Prior studies have demonstrated that a compact city model where people cycle or walk to work improves health by increasing physical activity. However, Professor Billie Giles-Corti, co-author of the series, explains that targeting transport infrastructure alone is not enough to counteract the negative impact that rising city populations will have on the health of citizens. A more holistic approach that includes transport, land use, housing, urban design, economic development, public safety, and health services is needed.
The team created a compact city model to estimate the effect that an increasing population will have on the health of its citizens. The model was designed to study the effect of a 30 percent increment in population density combined with diversity in land use. The model also assessed the effect of a 30 percent reduction in travel distance and a 10 percent shift from private cars to walking or cycling. This is a target that some European cities have already set. In Melbourne, for example, the authors estimate that 14 percent of trips in private cars are for distances less than 5 kilometers, a clear indication of the need to encourage walking and cycling and improve public transport.
Models used on most densely populated urban areas of the world
The series authors chose these targets as they can be realistically implemented in the most densely populated cities of the world. The model was applied to Melbourne, Delhi, Copenhagen, London, Sao Paulo, and Boston. In all six cities, physical activity improved and air pollution levels dipped. In addition, the incidence of lifestyle diseases such as type 2 diabetes and cardiovascular disease also fell by 11 percent and 15 percent respectively in Boston, 7 percent and 13 percent respectively in London, and 14 percent and 19 percent respectively in Melbourne. The model acknowledges that there could be a 5-10 percent increase in accidents involving cyclists and pedestrians, but this can be offset by developing transport infrastructure that includes separate lanes for motorized and non-motorized traffic.

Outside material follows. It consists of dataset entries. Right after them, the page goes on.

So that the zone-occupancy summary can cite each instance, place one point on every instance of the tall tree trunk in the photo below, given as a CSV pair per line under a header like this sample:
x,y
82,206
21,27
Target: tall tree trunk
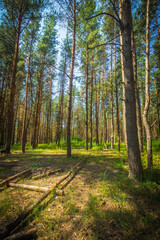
x,y
13,83
38,106
24,130
71,83
122,70
133,153
62,98
91,103
158,105
86,147
105,105
112,126
96,105
116,90
147,93
138,109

The effect of these interventions is projected to be most dramatic in cities that rely heavily on private motor vehicles for transport (London, Boston, and Melbourne are examples), underlining once again the importance of developing strategies that encourage walking, cycling, and public transport. If the infrastructure is concurrently improved to protect pedestrians and cyclists, then the health gains will be real.
In London there was a drop in traffic volume because more people took to cycling.
Some cities like Stockholm and Bogota have already shifted their focus from driving to cycling and walking, and are noticing the health benefits. In London, for instance, while the city's population increased in the decade between 2004 and 2014, there was a 7 percent drop in traffic volume because more people took to cycling.
The team feels more concerted efforts need to be made in cities around the globe to protect citizens from lifestyle diseases. Unfortunately, however, according to series co-author Professor James Sallis of UC-San Diego, city planners and governments continue to ignore the obvious link between city design and disease.
The challenge is to design cities that are geared towards active transport and reduce dependence on automobiles. Such cities will not only improve the health of their citizens, but will be environmentally sustainable in line with the United Nations Sustainable Development Goals.